Dieser Film wäre vielleicht vor 6 Jahren noch politisch brisant gewesen, lässt den Kinobesucher aber heute nur mit einem müden Schulterzucken im Kino zurück. Paul Greengrass' neuester Streifen ist zwar wie erwartet handwerklich sehr gut gemacht, wartet aber mit einer wenig überzeugenden Geschichte auf und weiss über weite Strecken nur mäßig zu überzeugen. Irritierend hinzu kommt noch eine fehlende Zuordenbarkeit zu einem bestimmten Genre.
Roy Miller ist Offizier bei der Sondereinheit für Massenvernichtungswaffen, welche er mit seiner Truppe im Irak aufspüren soll. Bisher haben sich jedoch alle Hinweise der amerikanischen Aufklärung als falsch herausgestellt und langsam kommen Miller Zweifel an seinem Einsatz. Mit Hilfe des CIA-Agenten Brown versucht er der Wahrheit auf die Spur zu kommen und findet sich schon bald zwischen den Fronten wieder.
Das Duo Greengrass/Damon lieferte bereits die überaus gelungen Thriller Die Bourne Verschwörung und Das Bourne Ultimatum, was diesem Film aber leider nicht zu Gute kommt. Zwei Drittel des Streifens geht es gut, aber gerade gegen Ende von Green Zone wirkt es, als hätte Paul Greengrass nicht Roy Miller sondern Jason Bourne nach Bagdad geschickt. Zu ähnlich werden sich die beiden Charaktere. Ohnehin hat der Streifen ein Glaubwürdigkeitsproblem. Die Handlungsweisen der Protagonisten wollen sich einem nicht erschließen und Millers ungehinderter Alleingang wirkt arg konstruiert. Eine militärische Weltmacht lässt sich ohne konsequentes Eingreifen von einem eigenen Soldaten auf der Nase herumtanzen? Wohl kaum!
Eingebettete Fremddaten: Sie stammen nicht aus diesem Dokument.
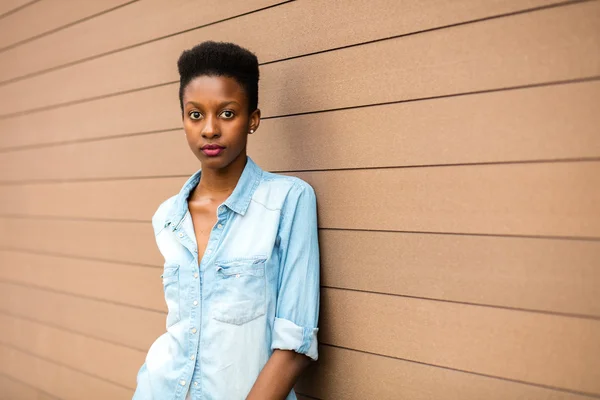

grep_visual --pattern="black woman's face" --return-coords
[183,75,260,169]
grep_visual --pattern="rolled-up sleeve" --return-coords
[271,180,320,360]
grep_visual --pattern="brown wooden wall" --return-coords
[0,0,600,400]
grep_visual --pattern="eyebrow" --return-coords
[185,100,242,108]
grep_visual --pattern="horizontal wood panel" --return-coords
[0,216,164,266]
[0,0,596,147]
[0,0,131,51]
[0,250,167,313]
[0,2,600,116]
[0,345,133,400]
[0,82,600,177]
[0,284,600,393]
[295,162,600,237]
[0,218,600,317]
[0,0,33,18]
[298,346,591,400]
[0,314,146,389]
[319,289,600,394]
[0,375,40,400]
[0,85,180,148]
[0,0,281,81]
[0,162,600,237]
[0,282,166,351]
[320,230,600,317]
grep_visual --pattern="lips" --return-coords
[200,144,224,157]
[200,144,225,150]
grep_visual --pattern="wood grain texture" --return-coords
[0,2,600,116]
[295,162,600,237]
[0,0,281,82]
[319,289,600,395]
[0,375,40,400]
[0,282,166,351]
[0,82,600,178]
[0,0,34,18]
[0,216,159,266]
[0,314,146,389]
[0,162,600,238]
[298,346,592,400]
[0,222,600,317]
[0,345,133,400]
[0,284,600,393]
[0,250,167,313]
[0,0,131,50]
[319,230,600,318]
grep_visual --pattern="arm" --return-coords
[247,182,320,400]
[246,349,311,400]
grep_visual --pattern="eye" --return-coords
[188,111,202,120]
[221,110,235,119]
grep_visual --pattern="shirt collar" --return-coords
[164,156,263,229]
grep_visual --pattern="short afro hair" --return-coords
[177,40,259,113]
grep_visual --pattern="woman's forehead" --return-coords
[183,75,247,102]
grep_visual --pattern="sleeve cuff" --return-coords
[271,318,319,360]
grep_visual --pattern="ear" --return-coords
[248,108,260,132]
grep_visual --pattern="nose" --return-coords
[202,116,220,138]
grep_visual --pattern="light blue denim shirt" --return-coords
[133,156,319,400]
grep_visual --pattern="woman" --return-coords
[133,41,319,400]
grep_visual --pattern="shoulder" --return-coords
[152,194,177,235]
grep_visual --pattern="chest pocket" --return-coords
[160,263,181,328]
[212,258,267,325]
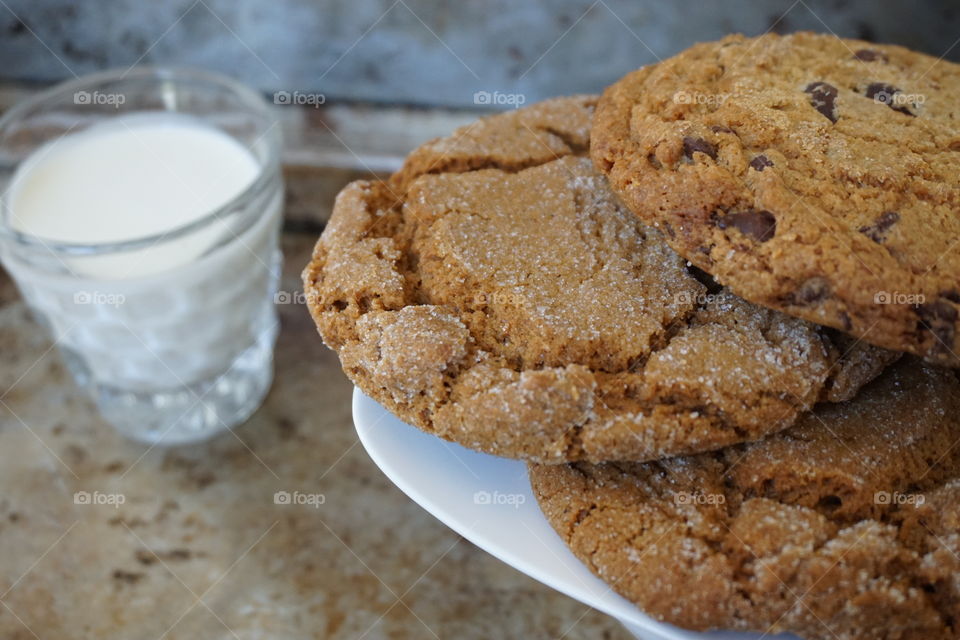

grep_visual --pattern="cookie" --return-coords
[591,33,960,367]
[304,97,895,463]
[530,356,960,640]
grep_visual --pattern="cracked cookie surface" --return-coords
[591,33,960,367]
[304,97,895,463]
[530,356,960,640]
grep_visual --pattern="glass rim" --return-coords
[0,65,281,256]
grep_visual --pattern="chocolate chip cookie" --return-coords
[304,97,895,463]
[591,33,960,366]
[530,356,960,640]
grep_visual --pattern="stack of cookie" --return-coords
[304,34,960,640]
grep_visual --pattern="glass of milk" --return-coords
[0,68,283,444]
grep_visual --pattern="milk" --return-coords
[4,113,282,390]
[6,114,260,279]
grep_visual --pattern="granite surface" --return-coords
[0,219,627,640]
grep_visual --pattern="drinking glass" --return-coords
[0,68,283,444]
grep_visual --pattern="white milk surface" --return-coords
[6,114,260,279]
[4,114,283,391]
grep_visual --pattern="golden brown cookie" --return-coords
[591,33,960,366]
[530,357,960,640]
[304,97,895,463]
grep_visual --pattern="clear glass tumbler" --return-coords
[0,68,283,444]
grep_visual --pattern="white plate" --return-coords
[353,389,795,640]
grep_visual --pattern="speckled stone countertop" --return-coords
[0,154,627,640]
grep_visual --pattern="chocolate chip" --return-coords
[853,49,890,62]
[750,154,773,171]
[857,211,900,242]
[687,262,723,293]
[864,82,916,117]
[683,137,717,160]
[917,300,958,354]
[803,82,837,122]
[940,289,960,304]
[717,209,777,242]
[793,276,830,305]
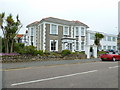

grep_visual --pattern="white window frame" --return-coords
[76,41,80,51]
[50,40,58,51]
[63,26,69,35]
[75,27,79,36]
[31,27,34,36]
[50,24,58,35]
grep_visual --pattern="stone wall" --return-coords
[1,54,86,63]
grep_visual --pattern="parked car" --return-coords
[100,51,120,61]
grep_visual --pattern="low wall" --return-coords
[1,54,86,63]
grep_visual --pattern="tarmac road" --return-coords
[3,62,119,88]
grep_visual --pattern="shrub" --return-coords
[36,50,44,56]
[24,46,37,55]
[98,51,106,55]
[61,50,71,56]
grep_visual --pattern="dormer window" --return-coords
[63,27,69,35]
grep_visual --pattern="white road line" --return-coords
[11,70,98,86]
[108,66,118,69]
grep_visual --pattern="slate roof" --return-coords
[27,17,89,28]
[40,17,89,28]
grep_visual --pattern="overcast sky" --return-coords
[0,0,119,35]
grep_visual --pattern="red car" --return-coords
[100,52,120,61]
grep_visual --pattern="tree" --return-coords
[94,33,104,51]
[0,13,22,53]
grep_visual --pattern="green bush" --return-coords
[36,50,44,56]
[79,51,85,54]
[98,51,106,55]
[61,50,71,56]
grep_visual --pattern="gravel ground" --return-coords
[2,58,101,69]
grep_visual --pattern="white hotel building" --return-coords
[26,17,117,52]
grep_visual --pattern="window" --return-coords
[31,36,33,42]
[113,46,116,50]
[31,28,34,36]
[50,24,58,34]
[103,46,106,50]
[90,33,95,40]
[108,46,111,50]
[104,36,106,41]
[51,41,56,50]
[76,42,79,50]
[76,27,79,36]
[81,27,85,36]
[63,27,69,35]
[50,40,58,51]
[98,46,102,50]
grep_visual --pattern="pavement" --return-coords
[2,58,101,69]
[3,61,119,88]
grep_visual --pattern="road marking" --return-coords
[11,70,98,86]
[108,66,118,69]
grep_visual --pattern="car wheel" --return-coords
[113,57,116,62]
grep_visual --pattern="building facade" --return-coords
[27,17,117,52]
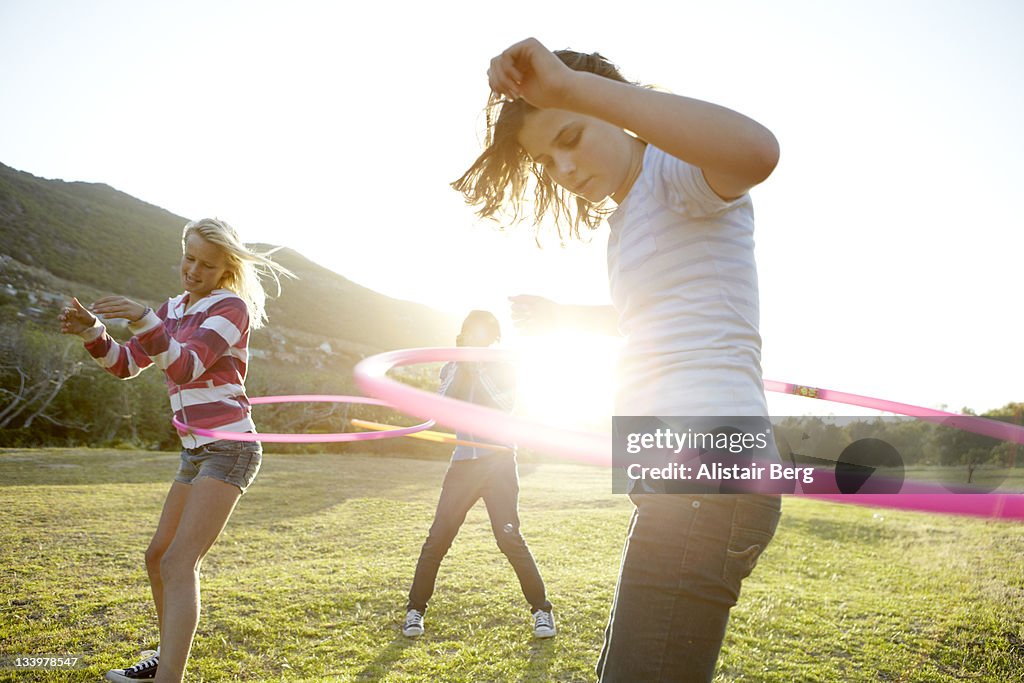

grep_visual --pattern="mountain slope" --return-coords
[0,164,458,350]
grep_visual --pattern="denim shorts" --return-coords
[174,440,263,494]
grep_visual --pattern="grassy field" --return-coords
[0,450,1024,683]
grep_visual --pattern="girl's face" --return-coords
[181,232,227,303]
[518,110,641,204]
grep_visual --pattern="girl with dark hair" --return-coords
[453,39,779,683]
[401,310,555,638]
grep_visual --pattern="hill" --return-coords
[0,164,458,355]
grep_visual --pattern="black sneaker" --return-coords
[534,609,557,638]
[103,650,160,683]
[401,609,423,638]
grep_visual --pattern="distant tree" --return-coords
[0,324,84,429]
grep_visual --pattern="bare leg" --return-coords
[156,478,242,683]
[145,481,191,625]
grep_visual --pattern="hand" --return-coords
[509,294,561,334]
[92,296,146,323]
[58,297,96,335]
[487,38,577,110]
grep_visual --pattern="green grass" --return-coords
[0,450,1024,683]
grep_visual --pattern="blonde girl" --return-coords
[60,218,291,683]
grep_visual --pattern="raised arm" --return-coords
[488,38,779,199]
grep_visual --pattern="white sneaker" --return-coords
[103,647,160,683]
[534,609,557,638]
[401,609,423,638]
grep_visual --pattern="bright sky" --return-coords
[0,0,1024,415]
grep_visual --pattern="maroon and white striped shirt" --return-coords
[83,290,256,449]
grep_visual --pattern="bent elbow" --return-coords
[752,129,779,184]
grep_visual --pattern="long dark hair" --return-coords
[452,50,630,240]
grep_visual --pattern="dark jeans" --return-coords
[406,453,551,611]
[597,494,780,683]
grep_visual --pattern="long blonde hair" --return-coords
[181,218,295,330]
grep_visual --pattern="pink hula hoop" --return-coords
[171,394,434,443]
[353,347,1024,519]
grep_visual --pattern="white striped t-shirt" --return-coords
[608,144,768,417]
Auch Paul Greengrass' Markenzeichen, die wackeligen Bilder der Handkamera, wissen diesmal leider nicht voll zu überzeugen. Natürlich bewirken sie auch hier wieder, dass sich der Zuschauer mitten ins Geschehen versetzt fühlt und auch die technische Umsetzung ist perfekt, aber gerade in unübersichtlichen Kampfszenen und bei der Verfolgungsjagd gegen Ende des Films verliert man sehr schnell den Überblick und fühlt sich etwas verloren. Vor allem bei Nachtaufnahmen ist die Handkamera nicht die beste Lösung, um Action zu vermitteln.
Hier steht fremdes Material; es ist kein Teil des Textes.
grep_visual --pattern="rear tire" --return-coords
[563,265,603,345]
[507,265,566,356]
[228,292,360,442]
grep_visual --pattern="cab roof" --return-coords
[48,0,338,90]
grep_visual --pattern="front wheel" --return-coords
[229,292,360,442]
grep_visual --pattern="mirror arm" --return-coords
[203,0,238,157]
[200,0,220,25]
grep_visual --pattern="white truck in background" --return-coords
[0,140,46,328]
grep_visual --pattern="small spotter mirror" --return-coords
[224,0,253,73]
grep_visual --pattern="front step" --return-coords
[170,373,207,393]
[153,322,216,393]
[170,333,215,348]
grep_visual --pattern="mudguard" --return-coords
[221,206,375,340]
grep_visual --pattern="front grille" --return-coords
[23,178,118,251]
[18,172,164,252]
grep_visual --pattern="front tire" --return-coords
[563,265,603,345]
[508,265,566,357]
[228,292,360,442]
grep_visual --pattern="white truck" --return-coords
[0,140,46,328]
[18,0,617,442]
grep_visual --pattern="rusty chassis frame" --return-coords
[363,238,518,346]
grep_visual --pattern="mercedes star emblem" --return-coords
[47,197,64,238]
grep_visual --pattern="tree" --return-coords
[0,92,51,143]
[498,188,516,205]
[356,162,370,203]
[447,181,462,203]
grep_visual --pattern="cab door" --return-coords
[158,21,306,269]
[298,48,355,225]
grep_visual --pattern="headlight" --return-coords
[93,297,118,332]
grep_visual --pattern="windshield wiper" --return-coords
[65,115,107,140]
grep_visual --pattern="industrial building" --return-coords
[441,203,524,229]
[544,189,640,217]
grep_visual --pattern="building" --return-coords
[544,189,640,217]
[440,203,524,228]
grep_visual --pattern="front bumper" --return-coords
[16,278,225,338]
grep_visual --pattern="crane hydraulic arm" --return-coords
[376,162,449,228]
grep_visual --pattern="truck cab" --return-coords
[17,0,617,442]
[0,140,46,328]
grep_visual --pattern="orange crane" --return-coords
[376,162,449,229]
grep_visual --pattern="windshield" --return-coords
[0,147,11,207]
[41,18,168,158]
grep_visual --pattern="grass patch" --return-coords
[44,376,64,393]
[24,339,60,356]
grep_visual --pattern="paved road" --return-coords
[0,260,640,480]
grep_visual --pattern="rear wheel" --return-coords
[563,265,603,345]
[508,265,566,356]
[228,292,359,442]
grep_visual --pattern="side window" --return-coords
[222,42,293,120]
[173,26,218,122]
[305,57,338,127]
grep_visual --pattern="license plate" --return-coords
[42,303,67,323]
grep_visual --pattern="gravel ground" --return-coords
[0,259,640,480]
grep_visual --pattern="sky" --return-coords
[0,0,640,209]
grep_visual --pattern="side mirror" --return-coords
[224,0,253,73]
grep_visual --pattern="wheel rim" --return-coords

Zu den Schauspielern lässt sich leider nicht viel sagen, da alle Charaktere, bis auf der von Matt Damon gespielte Offizier, nur Randfiguren sind. Damon selbst spielt seine Rolle zwar gefällig, wurde aber auch nicht wirklich herausgefordert. Durch die unverhältnismäßige Gewichtung der Wichtigkeit handelnder Personen ergibt sich ein weiterer Schwachpunkt von Green Zone, denn Damons One-Man-Show wirkt, wie oben bereits kurz erwähnt, in der Kriegsszenerie absolut fehlplaziert und macht alle anderen Figuren im Prinzip überflüssig.
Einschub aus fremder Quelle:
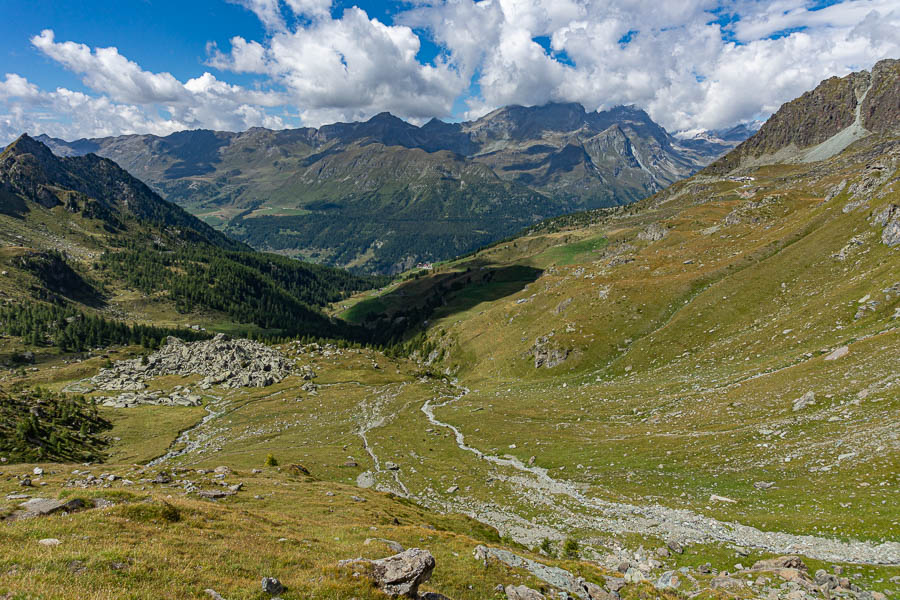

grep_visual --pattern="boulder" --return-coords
[825,346,850,360]
[750,555,807,571]
[653,571,681,590]
[791,391,816,412]
[709,575,746,591]
[372,548,435,598]
[504,585,544,600]
[262,577,284,596]
[581,581,614,600]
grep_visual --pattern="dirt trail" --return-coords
[421,387,900,565]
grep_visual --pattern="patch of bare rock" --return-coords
[65,333,315,407]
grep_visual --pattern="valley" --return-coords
[0,61,900,600]
[38,104,752,274]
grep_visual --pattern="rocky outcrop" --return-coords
[704,60,900,175]
[82,334,298,405]
[338,548,435,598]
[872,204,900,248]
[530,335,569,369]
[638,223,669,242]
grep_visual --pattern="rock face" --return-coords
[531,335,569,369]
[705,60,900,174]
[372,548,435,598]
[791,392,816,412]
[504,585,544,600]
[638,223,669,242]
[872,204,900,248]
[84,334,296,405]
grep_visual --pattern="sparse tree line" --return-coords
[0,388,112,462]
[0,303,208,352]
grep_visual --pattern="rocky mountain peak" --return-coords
[708,60,900,173]
[3,133,56,162]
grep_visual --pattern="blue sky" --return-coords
[0,0,900,141]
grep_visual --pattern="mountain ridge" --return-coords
[40,103,733,273]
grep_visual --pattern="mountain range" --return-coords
[37,104,752,273]
[0,55,900,600]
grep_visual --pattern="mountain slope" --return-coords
[0,136,377,343]
[322,61,900,552]
[40,104,744,273]
[708,60,900,174]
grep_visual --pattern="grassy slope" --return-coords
[330,135,900,540]
[0,135,900,598]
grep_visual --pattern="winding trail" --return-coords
[147,398,231,467]
[421,383,900,565]
[356,382,411,498]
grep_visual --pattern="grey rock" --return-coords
[750,555,807,571]
[653,571,681,590]
[371,548,435,598]
[606,577,625,592]
[638,223,669,242]
[262,577,284,596]
[504,585,544,600]
[581,581,614,600]
[473,545,587,598]
[791,391,816,412]
[709,575,746,591]
[363,538,406,553]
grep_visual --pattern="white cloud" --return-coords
[210,2,468,125]
[0,0,900,143]
[0,30,285,141]
[400,0,900,130]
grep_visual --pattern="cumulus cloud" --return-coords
[0,0,900,143]
[210,5,468,124]
[400,0,900,130]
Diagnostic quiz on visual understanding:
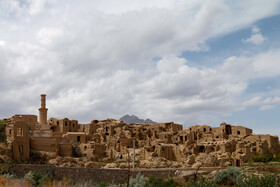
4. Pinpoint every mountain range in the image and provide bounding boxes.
[120,114,156,124]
Je länger man über Green Zone nachdenkt, umso weniger lässt sich die Intention der Macher ergründen. Soll der Film eine politische Aussage haben oder dient er doch nur zu Unterhaltungszwecken? Diese Frage lässt sich nicht eindeutig beantworten. Der Streifen ist einerseits zu politisch und thematisch zu realitätsbezogen, um ein reiner Kriegsthriller zu sein, andererseits aber auch zu action- bzw. thrillerlastig und das Thema zu unaktuell, um als kriegspolitischer Film durchzugehen. Der Geschichte fehlt somit für beide Fälle die exakte Positionierung. Alles in allem ist Green Zone also ein technisch gut gemachter Film, der aber aufgrund seiner Story nicht überzeugen kann. Zudem ist es der gefühlt einhundertzwanzigste Streifen, der den Irakkrieg behandelt und inzwischen ist man der Thematik als Kinobesucher wirklich überdrüssig.